Inventory the assets. Open assets/inventory.json. Fill in what_it_shows for each entry. Note candidate beats in the transcript where each asset could land.
Segment the transcript into beats. Phrase-level. This is the EDL's row count.
Draft the EDL. Walk beat by beat, deciding layout / asset / motion / intent. Keep the variation principle in mind — don't repeat the same look for 3+ consecutive beats.
Show the markdown table to the user. Iterate until approved.

7b. Validate EDL timing.

python3 scripts/validate_edl.py edl.json

Run immediately after approval, before touching any HTML. Uses Python Decimal (exact base-10 arithmetic) to compute FP-safe durations and writes edl_validated.json. Use safe_duration (not raw end_s - start_s) for all data-duration values in HTML — never compute these by hand.

Hand off to hyperframes. Read the hyperframes SKILL.md, pass it edl_validated.json plus the design direction, and let it build the composition. The EDL is the source of truth for structure and intent; hyperframes owns the rendering.
Render in two passes: draft, then final. Render a draft, watch it, extract frames at critical beats with ad-hoc ffmpeg -y -ss <t> -i draft.mp4 -frames:v 1 -update 1 check.png, fix what is actually broken, then do the final render.
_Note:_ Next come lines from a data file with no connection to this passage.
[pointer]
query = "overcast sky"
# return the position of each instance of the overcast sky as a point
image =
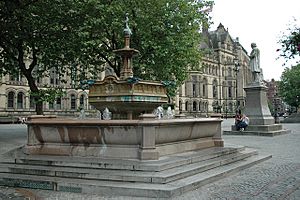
(259, 21)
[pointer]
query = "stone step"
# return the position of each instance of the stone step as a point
(115, 188)
(128, 175)
(258, 133)
(166, 162)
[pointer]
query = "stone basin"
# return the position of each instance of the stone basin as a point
(131, 139)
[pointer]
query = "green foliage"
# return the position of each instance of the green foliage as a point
(36, 36)
(290, 43)
(289, 86)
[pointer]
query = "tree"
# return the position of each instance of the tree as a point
(165, 32)
(290, 43)
(289, 86)
(36, 36)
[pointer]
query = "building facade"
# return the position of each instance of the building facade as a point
(16, 100)
(217, 89)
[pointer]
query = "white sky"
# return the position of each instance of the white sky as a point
(259, 21)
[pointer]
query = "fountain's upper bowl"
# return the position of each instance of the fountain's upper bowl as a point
(121, 96)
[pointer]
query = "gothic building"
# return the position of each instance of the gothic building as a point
(217, 89)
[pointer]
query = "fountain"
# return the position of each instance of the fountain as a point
(127, 96)
(142, 155)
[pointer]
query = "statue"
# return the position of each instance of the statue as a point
(106, 114)
(127, 30)
(255, 63)
(109, 71)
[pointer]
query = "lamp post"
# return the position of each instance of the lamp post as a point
(236, 69)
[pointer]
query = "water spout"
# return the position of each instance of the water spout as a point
(82, 114)
(170, 113)
(159, 112)
(106, 114)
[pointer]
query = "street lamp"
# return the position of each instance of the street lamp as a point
(236, 69)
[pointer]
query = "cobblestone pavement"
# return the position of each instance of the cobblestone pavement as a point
(276, 178)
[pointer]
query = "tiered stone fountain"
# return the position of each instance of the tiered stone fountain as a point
(135, 157)
(127, 96)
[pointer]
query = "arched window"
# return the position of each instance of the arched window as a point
(215, 89)
(31, 102)
(180, 105)
(10, 100)
(194, 106)
(51, 105)
(81, 101)
(204, 86)
(73, 102)
(20, 100)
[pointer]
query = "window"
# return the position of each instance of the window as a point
(51, 105)
(20, 100)
(81, 101)
(194, 90)
(73, 102)
(180, 105)
(215, 89)
(58, 103)
(11, 100)
(229, 91)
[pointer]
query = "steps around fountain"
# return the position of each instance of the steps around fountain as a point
(166, 177)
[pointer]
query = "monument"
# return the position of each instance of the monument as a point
(256, 107)
(148, 155)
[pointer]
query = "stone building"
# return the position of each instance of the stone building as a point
(217, 89)
(16, 101)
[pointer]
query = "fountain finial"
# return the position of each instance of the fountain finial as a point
(127, 30)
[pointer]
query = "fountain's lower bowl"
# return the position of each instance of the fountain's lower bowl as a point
(133, 139)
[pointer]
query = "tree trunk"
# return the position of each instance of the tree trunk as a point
(34, 89)
(27, 72)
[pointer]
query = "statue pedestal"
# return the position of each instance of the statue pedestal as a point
(256, 107)
(261, 121)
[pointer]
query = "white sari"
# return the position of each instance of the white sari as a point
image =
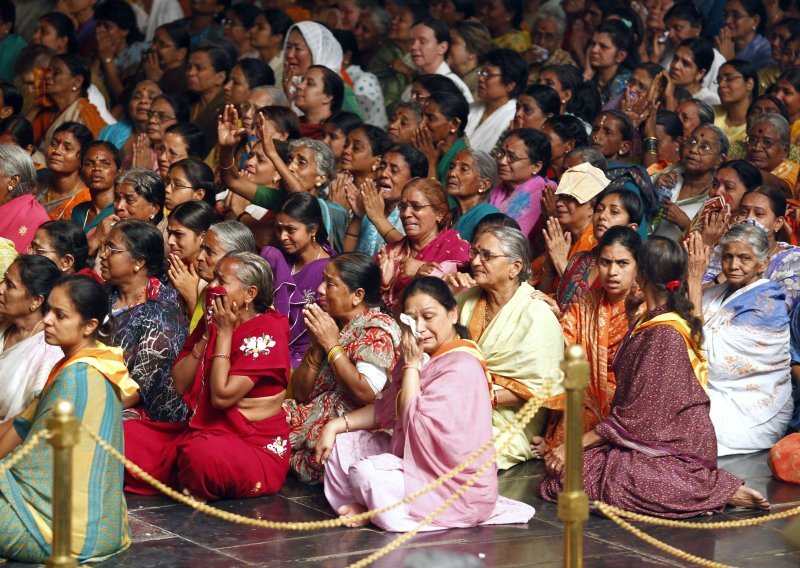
(24, 369)
(746, 338)
(484, 135)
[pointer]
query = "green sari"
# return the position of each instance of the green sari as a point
(100, 519)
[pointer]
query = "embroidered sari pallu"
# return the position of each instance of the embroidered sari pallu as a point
(92, 382)
(747, 341)
(523, 346)
(221, 453)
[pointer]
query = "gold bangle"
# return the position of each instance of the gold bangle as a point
(333, 350)
(339, 355)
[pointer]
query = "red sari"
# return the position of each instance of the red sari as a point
(220, 453)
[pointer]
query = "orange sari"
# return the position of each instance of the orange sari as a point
(599, 327)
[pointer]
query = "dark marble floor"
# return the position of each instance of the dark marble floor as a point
(166, 534)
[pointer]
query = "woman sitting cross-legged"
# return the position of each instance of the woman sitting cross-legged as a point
(502, 316)
(233, 370)
(93, 378)
(746, 329)
(428, 248)
(598, 321)
(438, 408)
(25, 357)
(656, 453)
(352, 352)
(151, 326)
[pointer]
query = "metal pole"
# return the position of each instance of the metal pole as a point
(64, 427)
(573, 504)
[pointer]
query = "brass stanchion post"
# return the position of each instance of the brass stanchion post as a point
(573, 504)
(64, 427)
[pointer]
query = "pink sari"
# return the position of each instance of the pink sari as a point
(448, 250)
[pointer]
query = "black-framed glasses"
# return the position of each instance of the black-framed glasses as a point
(485, 255)
(501, 153)
(159, 116)
(415, 207)
(702, 147)
(766, 143)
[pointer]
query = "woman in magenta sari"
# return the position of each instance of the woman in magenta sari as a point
(438, 408)
(656, 453)
(427, 249)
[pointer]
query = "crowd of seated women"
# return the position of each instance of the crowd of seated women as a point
(349, 245)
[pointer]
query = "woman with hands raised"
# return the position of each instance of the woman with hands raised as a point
(352, 351)
(376, 217)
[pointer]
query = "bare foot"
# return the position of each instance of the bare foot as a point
(353, 509)
(537, 447)
(750, 498)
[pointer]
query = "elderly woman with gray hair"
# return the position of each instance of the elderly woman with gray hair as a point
(20, 212)
(768, 148)
(501, 315)
(749, 380)
(233, 371)
(311, 168)
(472, 176)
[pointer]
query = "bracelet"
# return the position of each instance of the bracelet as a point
(339, 355)
(333, 350)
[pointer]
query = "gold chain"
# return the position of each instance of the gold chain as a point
(23, 450)
(522, 417)
(609, 511)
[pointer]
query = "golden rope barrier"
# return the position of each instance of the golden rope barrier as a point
(683, 555)
(530, 407)
(659, 522)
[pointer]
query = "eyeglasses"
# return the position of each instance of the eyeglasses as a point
(159, 116)
(766, 143)
(487, 74)
(501, 153)
(702, 148)
(108, 250)
(729, 78)
(33, 248)
(485, 255)
(415, 207)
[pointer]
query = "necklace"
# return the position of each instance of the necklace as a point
(295, 270)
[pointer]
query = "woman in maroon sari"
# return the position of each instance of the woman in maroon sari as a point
(428, 249)
(233, 370)
(656, 453)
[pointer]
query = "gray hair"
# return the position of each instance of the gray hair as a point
(722, 138)
(589, 155)
(381, 18)
(555, 12)
(14, 161)
(485, 164)
(514, 244)
(779, 122)
(748, 234)
(255, 271)
(233, 237)
(323, 155)
(705, 112)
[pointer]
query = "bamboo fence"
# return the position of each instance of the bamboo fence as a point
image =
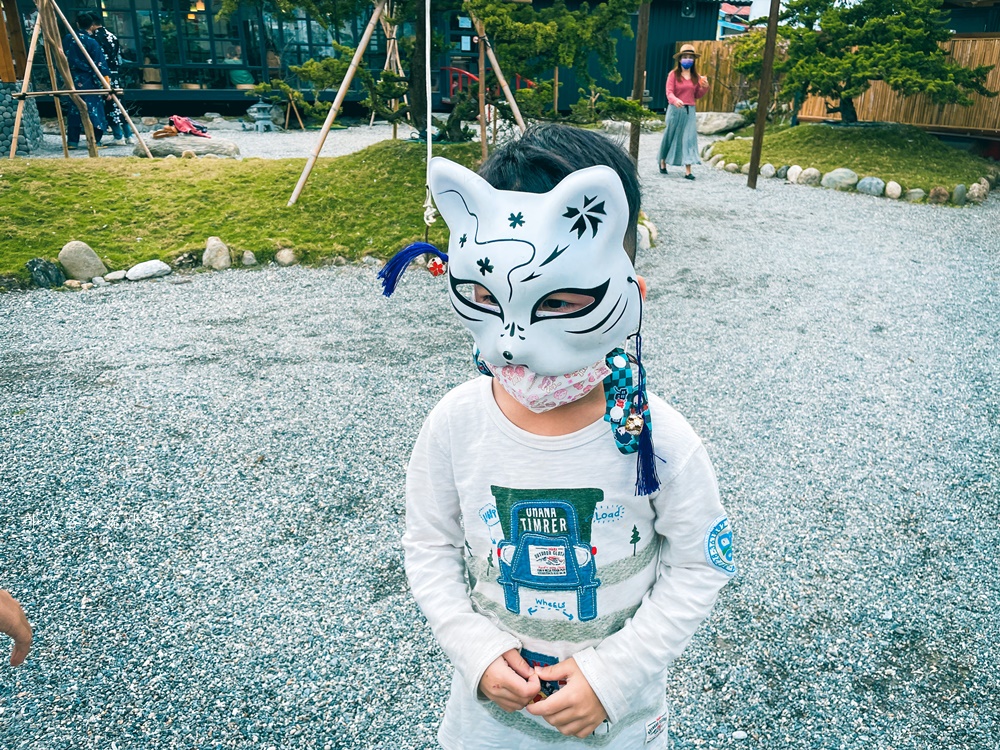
(879, 103)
See references/draft-render-sanity-check.md.
Captions. Pick a caption style (default: caption-editorial-emphasis) and install it into the project with npx hyperframes add caption-<style> — see the Captions section above for the full list. Captions are rendered on top of the cut by hyperframes; confirm the caption zone in the EDL doesn't collide with any beat's on-screen elements before approving.

Anti-patterns

These hurt short-form social specifically. Avoid them.

Same layout held for 5+ seconds. Even if the speaker is good, the visual pulse dies.
Assets stacked into every line. Viewer has nowhere to rest. Let the face breathe on emotional beats.
Cutting away from the face during the punchline or emotional peak. Trust the speaker.
Motion graphics used as wallpaper. They should add information, not fill silence.
Beats aligned to round seconds instead of transcript phrasing. It will feel mechanical.
Static assets with no motion. Reads as dead frame; viewer scrolls.
Designing the cut without reading the transcript end-to-end first. You'll miss the arc.
Assets too small to read. A chart or screenshot the viewer can't decipher is noise — size it to be legible on a phone.
Overlapping competing elements. A motion graphic landing on top of the caption line, a label dropped where captions live, two on-screen text blocks fighting for the same eye. Decide which element owns the beat and let the other step away.

What this skill does NOT do

It doesn't write hyperframes HTML, GSAP, or CSS. That's hyperframes' job — let it choose.
It doesn't pick exact colors, fonts, or motion curves. That's hyperframes' visual identity flow.
It doesn't render. After EDL approval, hand off.
It doesn't transcribe. If transcript is missing, ask the user to use hyperframes' transcribe path first.